Public Health Is Not Ensured Once Forever!

News

Dec 20, 2022

By Geir Sverre Braut

“A world in turmoil” is the unifying headline of the upcoming World Congress on Public Health (WCPH 2023) in Italy in May 2023. This somewhat pessimistic statement is followed by a considerably more optimistic expression: “Opportunities to focus on the public’s health”. To take this a bit further, I will claim that the current situation in our world more than ever before calls for, or even cries for, public health work as science and practice to show its potential across geographical borders, political systems, and ideological standpoints.

The ongoing COVID-19 pandemic still reminds us that all countries and populations are interwoven when it comes to the most serious threats to the health of the people. Not only contagious diseases call for our attention across borders. We know that the climate is about to change. We know that such changes will influence health, even though the effects still are quite obscure. From history, we learn that severe deterioration of the health in the populations affected, always accompanies violence and armed conflicts.

Not merely the health is reduced by today’s threats.
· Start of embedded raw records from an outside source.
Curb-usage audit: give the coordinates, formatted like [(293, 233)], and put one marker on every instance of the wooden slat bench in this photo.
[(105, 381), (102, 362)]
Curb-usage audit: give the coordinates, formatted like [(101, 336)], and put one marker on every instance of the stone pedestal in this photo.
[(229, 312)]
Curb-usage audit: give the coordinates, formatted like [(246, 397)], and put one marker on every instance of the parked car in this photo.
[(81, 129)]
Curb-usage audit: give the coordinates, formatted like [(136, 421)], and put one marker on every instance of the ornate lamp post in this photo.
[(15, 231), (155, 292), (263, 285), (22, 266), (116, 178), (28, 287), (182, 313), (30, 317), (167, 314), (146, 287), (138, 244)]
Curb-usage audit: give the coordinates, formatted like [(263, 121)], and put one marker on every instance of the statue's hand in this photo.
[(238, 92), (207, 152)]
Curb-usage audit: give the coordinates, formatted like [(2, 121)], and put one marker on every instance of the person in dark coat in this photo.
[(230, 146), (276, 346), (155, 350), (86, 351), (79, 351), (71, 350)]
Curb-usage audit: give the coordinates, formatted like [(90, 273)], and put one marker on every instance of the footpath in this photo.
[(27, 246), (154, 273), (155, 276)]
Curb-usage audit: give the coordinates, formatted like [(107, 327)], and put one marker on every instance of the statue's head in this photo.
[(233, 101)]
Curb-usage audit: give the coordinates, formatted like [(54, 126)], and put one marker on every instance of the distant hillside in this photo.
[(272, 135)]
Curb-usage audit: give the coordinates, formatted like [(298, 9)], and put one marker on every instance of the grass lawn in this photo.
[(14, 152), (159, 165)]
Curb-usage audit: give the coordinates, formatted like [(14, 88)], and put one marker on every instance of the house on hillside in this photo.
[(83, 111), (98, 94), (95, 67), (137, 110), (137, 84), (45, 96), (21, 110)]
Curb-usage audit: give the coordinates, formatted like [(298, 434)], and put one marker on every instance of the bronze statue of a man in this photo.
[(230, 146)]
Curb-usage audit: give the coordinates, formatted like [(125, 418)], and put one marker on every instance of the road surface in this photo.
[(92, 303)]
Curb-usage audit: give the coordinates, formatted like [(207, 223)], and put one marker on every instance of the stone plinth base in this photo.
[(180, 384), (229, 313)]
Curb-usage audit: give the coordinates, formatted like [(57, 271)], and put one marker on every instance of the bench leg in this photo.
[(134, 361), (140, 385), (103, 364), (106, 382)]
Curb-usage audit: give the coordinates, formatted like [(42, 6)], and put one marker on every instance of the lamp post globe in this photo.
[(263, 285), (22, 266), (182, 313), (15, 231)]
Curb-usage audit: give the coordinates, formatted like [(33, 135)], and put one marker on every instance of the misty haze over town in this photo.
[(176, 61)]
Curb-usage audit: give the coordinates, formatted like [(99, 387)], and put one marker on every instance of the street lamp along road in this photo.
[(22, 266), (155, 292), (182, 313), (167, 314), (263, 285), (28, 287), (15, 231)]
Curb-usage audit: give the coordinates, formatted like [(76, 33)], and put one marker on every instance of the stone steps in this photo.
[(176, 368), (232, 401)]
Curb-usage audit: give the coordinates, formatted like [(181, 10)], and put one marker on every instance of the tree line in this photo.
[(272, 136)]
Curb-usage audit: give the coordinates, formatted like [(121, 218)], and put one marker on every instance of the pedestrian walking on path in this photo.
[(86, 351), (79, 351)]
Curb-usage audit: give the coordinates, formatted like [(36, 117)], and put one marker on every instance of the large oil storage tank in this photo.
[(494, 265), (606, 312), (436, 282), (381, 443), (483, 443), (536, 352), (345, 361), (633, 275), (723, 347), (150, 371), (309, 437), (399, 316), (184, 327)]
The differences between people will also increase. The consequences of public health threats are more difficult to handle for those worst off, than for those best off. This is a serious public health challenge in itself.

Even in a world in turmoil, proven strategies and methods for health protection must be maintained. Clean water, fresh air, enough food, and sound nutrition are of crucial importance, not least when physical and social surroundings are under pressure. Basic health care has to be ensured.
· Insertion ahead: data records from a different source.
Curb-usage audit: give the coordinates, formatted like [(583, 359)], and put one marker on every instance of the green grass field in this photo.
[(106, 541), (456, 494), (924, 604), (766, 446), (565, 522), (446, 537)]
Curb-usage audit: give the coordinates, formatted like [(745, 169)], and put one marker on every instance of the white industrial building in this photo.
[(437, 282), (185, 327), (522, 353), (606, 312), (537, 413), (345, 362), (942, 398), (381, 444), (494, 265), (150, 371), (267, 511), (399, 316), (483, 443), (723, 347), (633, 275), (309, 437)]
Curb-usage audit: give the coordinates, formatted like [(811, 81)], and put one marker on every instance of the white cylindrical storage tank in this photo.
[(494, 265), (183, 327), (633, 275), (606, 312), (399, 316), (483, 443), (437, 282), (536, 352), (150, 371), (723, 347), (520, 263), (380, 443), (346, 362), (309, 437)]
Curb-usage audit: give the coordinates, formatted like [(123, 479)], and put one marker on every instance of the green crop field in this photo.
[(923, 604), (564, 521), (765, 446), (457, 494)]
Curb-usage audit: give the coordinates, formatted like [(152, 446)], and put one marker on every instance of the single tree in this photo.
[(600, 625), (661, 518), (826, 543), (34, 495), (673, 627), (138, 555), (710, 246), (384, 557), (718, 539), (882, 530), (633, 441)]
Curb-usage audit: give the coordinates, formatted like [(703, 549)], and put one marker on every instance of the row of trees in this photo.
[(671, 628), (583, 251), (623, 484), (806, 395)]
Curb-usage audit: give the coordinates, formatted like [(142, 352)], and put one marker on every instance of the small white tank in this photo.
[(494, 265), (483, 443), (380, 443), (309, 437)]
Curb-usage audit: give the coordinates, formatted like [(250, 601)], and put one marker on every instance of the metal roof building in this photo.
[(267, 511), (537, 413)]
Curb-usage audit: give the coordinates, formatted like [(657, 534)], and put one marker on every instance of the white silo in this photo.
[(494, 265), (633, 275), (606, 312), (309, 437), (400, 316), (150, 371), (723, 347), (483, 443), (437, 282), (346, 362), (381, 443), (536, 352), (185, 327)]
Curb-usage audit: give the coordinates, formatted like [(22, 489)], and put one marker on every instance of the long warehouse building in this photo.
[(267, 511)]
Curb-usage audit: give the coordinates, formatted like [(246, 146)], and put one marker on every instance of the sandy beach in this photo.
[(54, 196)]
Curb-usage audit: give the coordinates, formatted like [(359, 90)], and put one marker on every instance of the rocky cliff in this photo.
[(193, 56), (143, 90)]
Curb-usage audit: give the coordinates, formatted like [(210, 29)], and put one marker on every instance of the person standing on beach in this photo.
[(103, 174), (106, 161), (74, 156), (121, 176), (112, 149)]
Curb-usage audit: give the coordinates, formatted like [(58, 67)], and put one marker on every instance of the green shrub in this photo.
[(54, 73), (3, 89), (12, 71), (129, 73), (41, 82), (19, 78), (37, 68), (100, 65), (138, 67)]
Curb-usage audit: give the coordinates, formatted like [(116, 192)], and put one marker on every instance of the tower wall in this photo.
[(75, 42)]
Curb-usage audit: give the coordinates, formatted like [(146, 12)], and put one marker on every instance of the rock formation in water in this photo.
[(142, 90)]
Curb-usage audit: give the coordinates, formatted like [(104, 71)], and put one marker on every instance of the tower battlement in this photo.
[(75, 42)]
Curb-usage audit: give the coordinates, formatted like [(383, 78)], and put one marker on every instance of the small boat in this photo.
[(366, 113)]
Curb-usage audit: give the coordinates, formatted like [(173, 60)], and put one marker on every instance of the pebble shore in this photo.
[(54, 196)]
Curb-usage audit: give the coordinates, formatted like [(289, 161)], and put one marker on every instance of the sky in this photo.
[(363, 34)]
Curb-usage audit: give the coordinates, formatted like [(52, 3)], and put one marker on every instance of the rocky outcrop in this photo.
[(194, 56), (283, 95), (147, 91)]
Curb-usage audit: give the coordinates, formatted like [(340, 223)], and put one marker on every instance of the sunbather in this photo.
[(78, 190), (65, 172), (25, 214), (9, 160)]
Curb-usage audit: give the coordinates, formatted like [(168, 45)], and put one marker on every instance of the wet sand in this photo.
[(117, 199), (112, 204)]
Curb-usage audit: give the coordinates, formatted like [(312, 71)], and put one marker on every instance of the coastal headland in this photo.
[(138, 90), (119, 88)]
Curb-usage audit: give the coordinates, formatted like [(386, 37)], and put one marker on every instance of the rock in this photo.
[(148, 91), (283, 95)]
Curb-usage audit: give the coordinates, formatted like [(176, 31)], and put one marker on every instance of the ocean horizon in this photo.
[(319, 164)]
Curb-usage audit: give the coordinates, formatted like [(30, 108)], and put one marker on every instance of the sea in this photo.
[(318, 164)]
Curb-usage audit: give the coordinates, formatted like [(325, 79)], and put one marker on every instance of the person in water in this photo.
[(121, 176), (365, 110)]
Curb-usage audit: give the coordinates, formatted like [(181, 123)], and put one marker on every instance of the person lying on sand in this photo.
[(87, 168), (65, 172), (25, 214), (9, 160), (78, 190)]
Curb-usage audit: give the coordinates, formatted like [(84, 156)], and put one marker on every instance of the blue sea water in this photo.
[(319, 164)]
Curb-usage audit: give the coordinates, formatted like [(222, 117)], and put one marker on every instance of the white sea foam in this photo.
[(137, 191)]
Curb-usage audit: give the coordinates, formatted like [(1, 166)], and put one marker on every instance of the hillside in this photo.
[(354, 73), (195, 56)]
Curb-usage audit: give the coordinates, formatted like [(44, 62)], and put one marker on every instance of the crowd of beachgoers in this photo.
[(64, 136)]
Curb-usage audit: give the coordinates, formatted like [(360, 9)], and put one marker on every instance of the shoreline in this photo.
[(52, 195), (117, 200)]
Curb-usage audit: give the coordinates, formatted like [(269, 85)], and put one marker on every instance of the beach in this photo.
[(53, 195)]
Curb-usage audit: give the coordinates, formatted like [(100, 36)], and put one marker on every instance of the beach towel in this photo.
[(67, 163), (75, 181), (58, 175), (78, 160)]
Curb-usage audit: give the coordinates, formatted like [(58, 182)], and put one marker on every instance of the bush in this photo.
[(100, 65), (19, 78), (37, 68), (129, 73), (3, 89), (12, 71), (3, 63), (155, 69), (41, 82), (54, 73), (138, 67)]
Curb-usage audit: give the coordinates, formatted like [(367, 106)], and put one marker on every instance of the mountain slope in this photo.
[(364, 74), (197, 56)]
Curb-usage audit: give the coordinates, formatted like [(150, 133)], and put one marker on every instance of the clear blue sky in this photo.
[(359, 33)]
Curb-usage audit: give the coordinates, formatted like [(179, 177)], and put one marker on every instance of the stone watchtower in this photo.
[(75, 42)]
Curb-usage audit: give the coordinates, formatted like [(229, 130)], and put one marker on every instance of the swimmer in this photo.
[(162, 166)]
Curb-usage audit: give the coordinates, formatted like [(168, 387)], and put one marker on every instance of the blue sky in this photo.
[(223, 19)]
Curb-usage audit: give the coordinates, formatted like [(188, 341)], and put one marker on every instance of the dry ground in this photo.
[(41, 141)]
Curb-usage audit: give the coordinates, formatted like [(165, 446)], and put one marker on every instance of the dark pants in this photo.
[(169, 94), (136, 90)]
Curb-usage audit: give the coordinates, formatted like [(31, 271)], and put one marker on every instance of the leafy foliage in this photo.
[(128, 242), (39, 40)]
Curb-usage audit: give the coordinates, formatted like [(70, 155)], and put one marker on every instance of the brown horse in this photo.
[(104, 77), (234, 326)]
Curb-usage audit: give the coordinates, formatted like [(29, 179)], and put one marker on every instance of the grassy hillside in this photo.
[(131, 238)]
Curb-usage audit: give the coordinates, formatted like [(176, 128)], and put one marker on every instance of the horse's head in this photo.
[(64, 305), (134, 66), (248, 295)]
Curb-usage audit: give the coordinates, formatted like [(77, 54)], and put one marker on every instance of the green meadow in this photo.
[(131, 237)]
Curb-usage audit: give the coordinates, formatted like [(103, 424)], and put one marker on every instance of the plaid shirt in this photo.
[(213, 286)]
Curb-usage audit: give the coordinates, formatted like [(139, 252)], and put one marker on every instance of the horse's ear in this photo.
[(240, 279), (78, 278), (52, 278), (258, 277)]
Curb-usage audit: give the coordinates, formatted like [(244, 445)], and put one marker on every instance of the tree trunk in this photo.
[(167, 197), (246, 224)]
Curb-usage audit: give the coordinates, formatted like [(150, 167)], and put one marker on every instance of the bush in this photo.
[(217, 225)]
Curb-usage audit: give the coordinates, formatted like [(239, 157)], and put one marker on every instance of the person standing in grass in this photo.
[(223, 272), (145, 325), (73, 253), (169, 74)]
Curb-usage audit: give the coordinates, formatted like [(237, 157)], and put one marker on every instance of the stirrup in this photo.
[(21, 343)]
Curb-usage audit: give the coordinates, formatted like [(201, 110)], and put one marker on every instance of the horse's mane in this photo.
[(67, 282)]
Effective preventive measures, like vaccination, have to be prioritized. This is not least important when people are moving or forced from their homes, and then often provided with substandard and crowded housing facilities.

The measures mentioned above build on linear causal chains, which we know well. Just like normal housework, the work can never be done once forever. We have to keep up the intensity from day to day, year to year, and not least from generation to generation.

In addition to known tactics and strategies, we have to think further. We need to enlighten the complex causal chains behind our new challenges. Updated health promotion has to rely upon a multitude of theories, knowledge from several sciences and not least creativity and a huge variety of competence among the public health workers.

What should be seen as the “glue” ensuring public health workers with varying backgrounds stick together? We have to look for the values behind public health as science and practice. Central to this aspect is realizing that the health of every single individual is not only based on individual genetics or personal lifestyle. Important predictors for staying well during a life span, we find in characteristics related to the population we belong to. By combining this population perspective with the right to life for every single human being, we create a solid ideological platform for public health.

Balancing measures based on mass strategies, aiming the whole population, with those aiming the persons at high risk, is at the core of the art of setting up a public health programme. If we focus only on a mass strategy, we may end up favouring those already best off. Therefore, we must ensure that all strategies also keep an eye on possible unwanted side effects.

How should we then analyze and interpret observations related to public health if we accept that public health work requires a multitude of scientific approaches and affects most sides of a society? Obviously, there is no way around making public health work a politically-based activity.

The population itself, every single individual, should have a saying in public health. The only accepted method we know today for this is through democratic processes, where freedom of speech, free elections, and mutual respect between populations and individuals are maintained. An important lesson learned from fighting the pandemic in Norway is that the combination of professional and political argumentations behind necessary public health measures makes the population listen and follow up.